'The Interview' was expected to bring in $100 million for Sony

Canceled 'Interview' draws sharp criticism
Canceled 'Interview' draws sharp criticism

"The Interview" was expected to bring in more than $100 million in revenue for Sony.

But now that the movie at the center of the Sony hacking controversy has been pulled, it might not make a dime for the troubled studio.

Sony spent $44 million making "The Interview," according to reports based on those hacked emails. And it spent $35 million in marketing, according to other reports. Indeed, TV commercials were still running as recently as Wednesday after the studio had pulled the plug.

"The Interview" was probably insured. Most studios have policies to protect them in case a movie can't be released in the event that a star dies or some other unforeseen circumstance. But there has never been a movie pulled due to a terrorist threat, so it's not clear if Sony's policy would pay anything in this situation.

"Lawyers are going to be paid a lot of money deciding that issue," said Jason Squire, professor at the University of Southern California and editor of the Movie Business Book.

But these policies only cover what it costs to make a movie, not lost revenue, and that's where Sony (SNE) could take a bit hit to its bottom line.

Related: Movies are the least of Sony's problems

"The Interview" was expected to do about $90 million in U.S. ticket sales, according to Box Office Mojo analyst Ray Subers. But David Miller, an analyst who follows the movie industry for Topeka Capital Markets, thinks domestic box office might have been about $50 million.

Overseas sales were expected to bring in between $10 million to $30 million.

Sony would have kept roughly half the total box office revenue - between $30 million to $60 million, with the rest going to theater owners.
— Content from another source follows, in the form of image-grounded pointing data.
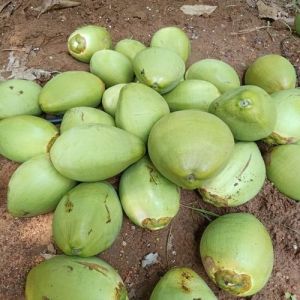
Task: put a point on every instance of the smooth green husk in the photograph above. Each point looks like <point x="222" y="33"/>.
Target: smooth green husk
<point x="23" y="137"/>
<point x="85" y="115"/>
<point x="297" y="24"/>
<point x="287" y="126"/>
<point x="239" y="181"/>
<point x="111" y="97"/>
<point x="95" y="152"/>
<point x="237" y="253"/>
<point x="271" y="72"/>
<point x="112" y="67"/>
<point x="129" y="47"/>
<point x="248" y="111"/>
<point x="159" y="68"/>
<point x="182" y="284"/>
<point x="86" y="40"/>
<point x="217" y="72"/>
<point x="283" y="164"/>
<point x="36" y="188"/>
<point x="19" y="97"/>
<point x="71" y="89"/>
<point x="192" y="94"/>
<point x="189" y="146"/>
<point x="139" y="107"/>
<point x="88" y="219"/>
<point x="69" y="277"/>
<point x="148" y="198"/>
<point x="172" y="38"/>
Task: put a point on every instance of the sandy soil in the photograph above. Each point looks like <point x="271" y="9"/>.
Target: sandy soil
<point x="42" y="41"/>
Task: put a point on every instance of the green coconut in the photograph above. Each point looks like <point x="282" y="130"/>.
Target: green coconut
<point x="297" y="24"/>
<point x="287" y="126"/>
<point x="86" y="40"/>
<point x="129" y="47"/>
<point x="159" y="68"/>
<point x="149" y="200"/>
<point x="70" y="277"/>
<point x="36" y="188"/>
<point x="139" y="107"/>
<point x="192" y="94"/>
<point x="71" y="89"/>
<point x="172" y="38"/>
<point x="182" y="284"/>
<point x="112" y="67"/>
<point x="249" y="112"/>
<point x="19" y="97"/>
<point x="88" y="219"/>
<point x="239" y="181"/>
<point x="23" y="137"/>
<point x="271" y="72"/>
<point x="217" y="72"/>
<point x="237" y="253"/>
<point x="189" y="146"/>
<point x="85" y="115"/>
<point x="282" y="164"/>
<point x="94" y="152"/>
<point x="111" y="97"/>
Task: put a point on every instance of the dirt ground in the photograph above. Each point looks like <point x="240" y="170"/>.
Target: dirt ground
<point x="42" y="41"/>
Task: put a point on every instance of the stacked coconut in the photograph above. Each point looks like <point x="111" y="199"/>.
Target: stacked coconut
<point x="199" y="129"/>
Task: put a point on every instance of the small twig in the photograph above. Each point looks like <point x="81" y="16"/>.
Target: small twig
<point x="286" y="24"/>
<point x="248" y="30"/>
<point x="205" y="213"/>
<point x="268" y="31"/>
<point x="14" y="49"/>
<point x="292" y="229"/>
<point x="167" y="244"/>
<point x="4" y="5"/>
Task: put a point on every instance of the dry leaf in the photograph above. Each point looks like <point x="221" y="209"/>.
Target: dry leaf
<point x="150" y="259"/>
<point x="55" y="4"/>
<point x="198" y="9"/>
<point x="16" y="68"/>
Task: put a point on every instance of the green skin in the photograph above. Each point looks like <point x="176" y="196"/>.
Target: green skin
<point x="174" y="39"/>
<point x="19" y="97"/>
<point x="271" y="72"/>
<point x="85" y="115"/>
<point x="192" y="94"/>
<point x="248" y="111"/>
<point x="111" y="97"/>
<point x="88" y="219"/>
<point x="237" y="253"/>
<point x="69" y="277"/>
<point x="159" y="68"/>
<point x="217" y="72"/>
<point x="287" y="126"/>
<point x="182" y="284"/>
<point x="240" y="180"/>
<point x="87" y="40"/>
<point x="71" y="89"/>
<point x="23" y="137"/>
<point x="206" y="144"/>
<point x="139" y="108"/>
<point x="95" y="152"/>
<point x="283" y="163"/>
<point x="148" y="199"/>
<point x="297" y="24"/>
<point x="129" y="47"/>
<point x="112" y="67"/>
<point x="26" y="195"/>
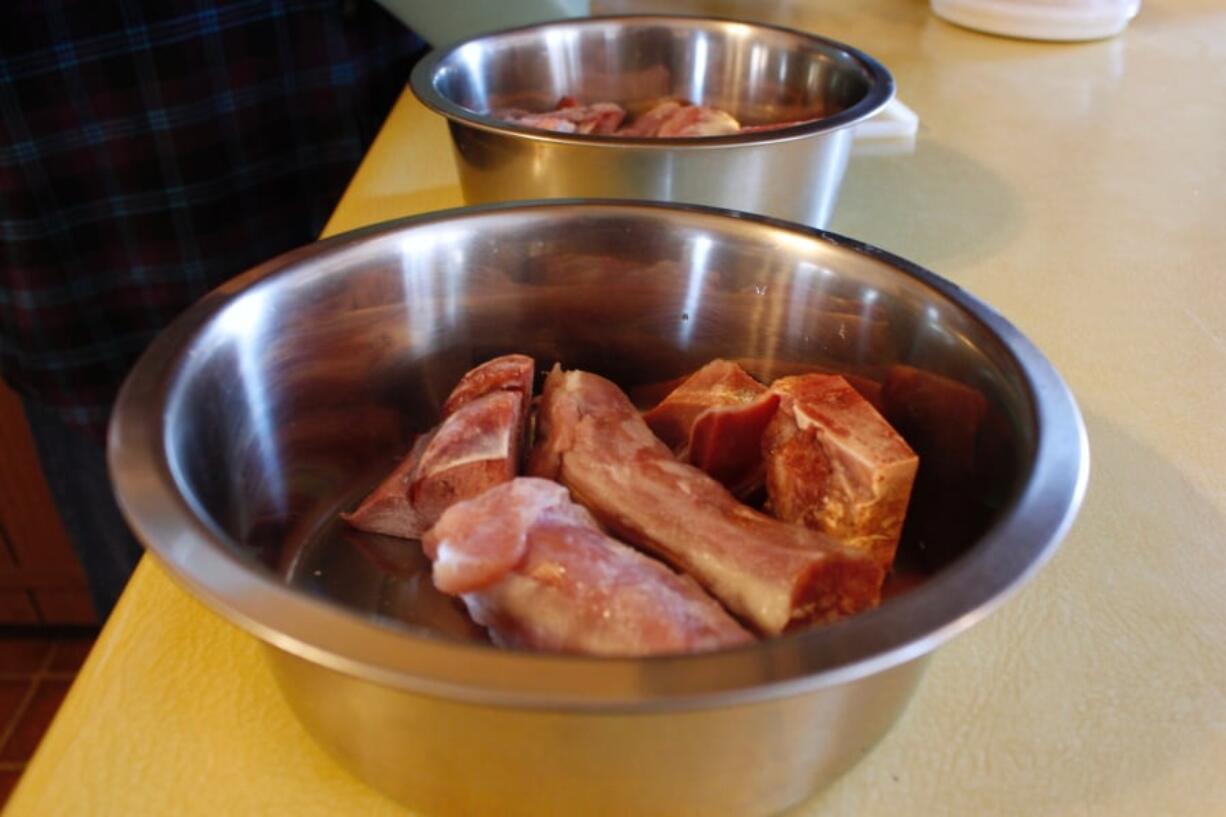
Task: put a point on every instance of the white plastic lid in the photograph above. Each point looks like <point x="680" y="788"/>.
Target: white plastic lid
<point x="1063" y="20"/>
Related: Sony stock soars after movie is shelved

But box office is no longer a movie's only source of revenue. Income from on demand rentals, DVD sales, streaming rights on Netflix (NFLX) and Amazon (AMZN) as well as broadcast rights can sometimes add up to more than what a movie makes at the box office, according to Miller.
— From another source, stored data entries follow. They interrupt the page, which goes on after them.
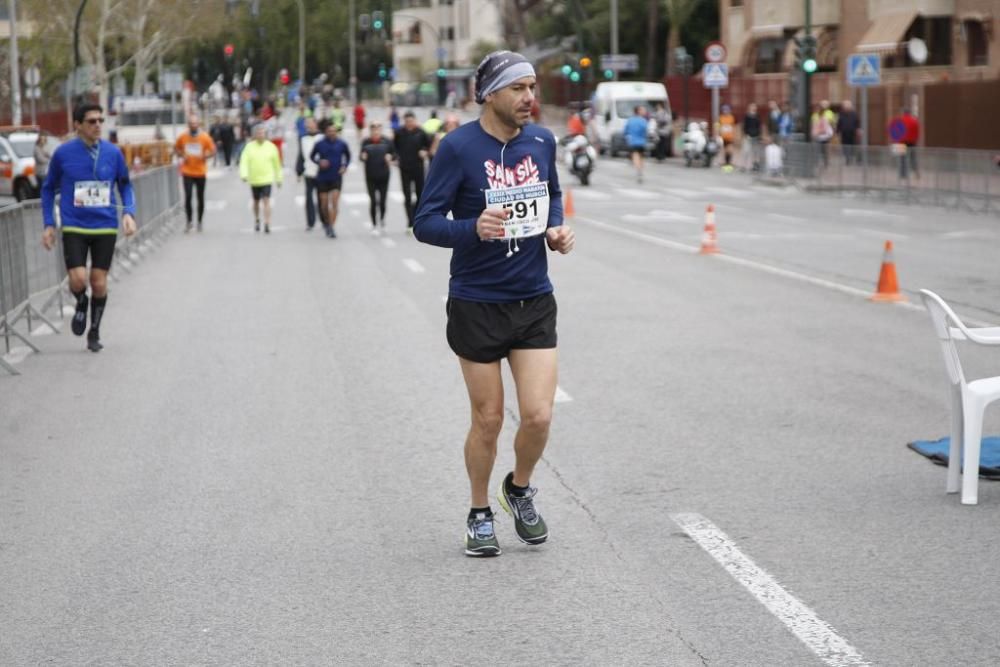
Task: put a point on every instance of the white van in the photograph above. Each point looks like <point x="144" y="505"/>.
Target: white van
<point x="614" y="103"/>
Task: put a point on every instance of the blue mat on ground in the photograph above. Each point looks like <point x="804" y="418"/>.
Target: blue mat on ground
<point x="937" y="451"/>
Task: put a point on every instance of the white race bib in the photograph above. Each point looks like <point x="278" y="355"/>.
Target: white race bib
<point x="529" y="206"/>
<point x="90" y="194"/>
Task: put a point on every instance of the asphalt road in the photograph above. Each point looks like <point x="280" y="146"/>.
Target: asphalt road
<point x="264" y="465"/>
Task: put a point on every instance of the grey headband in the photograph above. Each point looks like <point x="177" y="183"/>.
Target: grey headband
<point x="498" y="70"/>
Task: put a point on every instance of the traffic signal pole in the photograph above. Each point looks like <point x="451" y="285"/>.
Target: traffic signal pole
<point x="807" y="81"/>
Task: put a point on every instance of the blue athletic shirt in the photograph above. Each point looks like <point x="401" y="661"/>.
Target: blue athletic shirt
<point x="337" y="152"/>
<point x="468" y="161"/>
<point x="73" y="162"/>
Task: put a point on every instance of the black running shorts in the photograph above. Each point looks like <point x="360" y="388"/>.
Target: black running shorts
<point x="487" y="332"/>
<point x="100" y="246"/>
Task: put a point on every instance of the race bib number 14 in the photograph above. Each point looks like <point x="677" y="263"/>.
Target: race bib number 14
<point x="529" y="207"/>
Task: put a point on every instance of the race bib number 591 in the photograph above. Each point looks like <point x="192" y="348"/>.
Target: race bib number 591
<point x="528" y="206"/>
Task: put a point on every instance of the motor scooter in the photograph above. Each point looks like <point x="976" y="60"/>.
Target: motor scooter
<point x="580" y="157"/>
<point x="698" y="145"/>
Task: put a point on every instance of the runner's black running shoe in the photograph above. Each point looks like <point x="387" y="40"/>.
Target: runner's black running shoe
<point x="94" y="341"/>
<point x="79" y="323"/>
<point x="528" y="523"/>
<point x="480" y="538"/>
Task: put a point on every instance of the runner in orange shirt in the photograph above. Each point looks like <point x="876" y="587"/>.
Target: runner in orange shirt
<point x="194" y="147"/>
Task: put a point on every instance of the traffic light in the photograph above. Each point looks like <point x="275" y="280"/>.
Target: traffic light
<point x="805" y="54"/>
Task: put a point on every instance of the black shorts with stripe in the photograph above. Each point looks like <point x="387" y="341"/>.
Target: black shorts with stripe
<point x="101" y="248"/>
<point x="487" y="332"/>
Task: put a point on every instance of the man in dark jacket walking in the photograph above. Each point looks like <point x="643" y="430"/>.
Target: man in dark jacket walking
<point x="849" y="129"/>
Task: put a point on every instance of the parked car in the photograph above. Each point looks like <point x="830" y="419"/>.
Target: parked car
<point x="17" y="161"/>
<point x="614" y="102"/>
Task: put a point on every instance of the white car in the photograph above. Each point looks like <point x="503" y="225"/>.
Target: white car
<point x="17" y="162"/>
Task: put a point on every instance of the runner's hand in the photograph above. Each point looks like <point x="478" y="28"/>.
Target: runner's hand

Sony hasn't ruled out releasing the film through these other distribution channels, but it says it has no plans to do so at this time.

If it does go that route, Squire thinks it could bring in between $30 million and $50 million.

"It's a raunchy comedy aimed at young viewers, and video on demand is the realm of younger viewers," he said. The controversy would probably give the movie a big boost, he added.

Unfortunately for Sony, fifty million or so dollars is a drop in the bucket. The company lost $1.2 billion in its most recent fiscal year, due to more entrenched problems in its core consumer electronics business.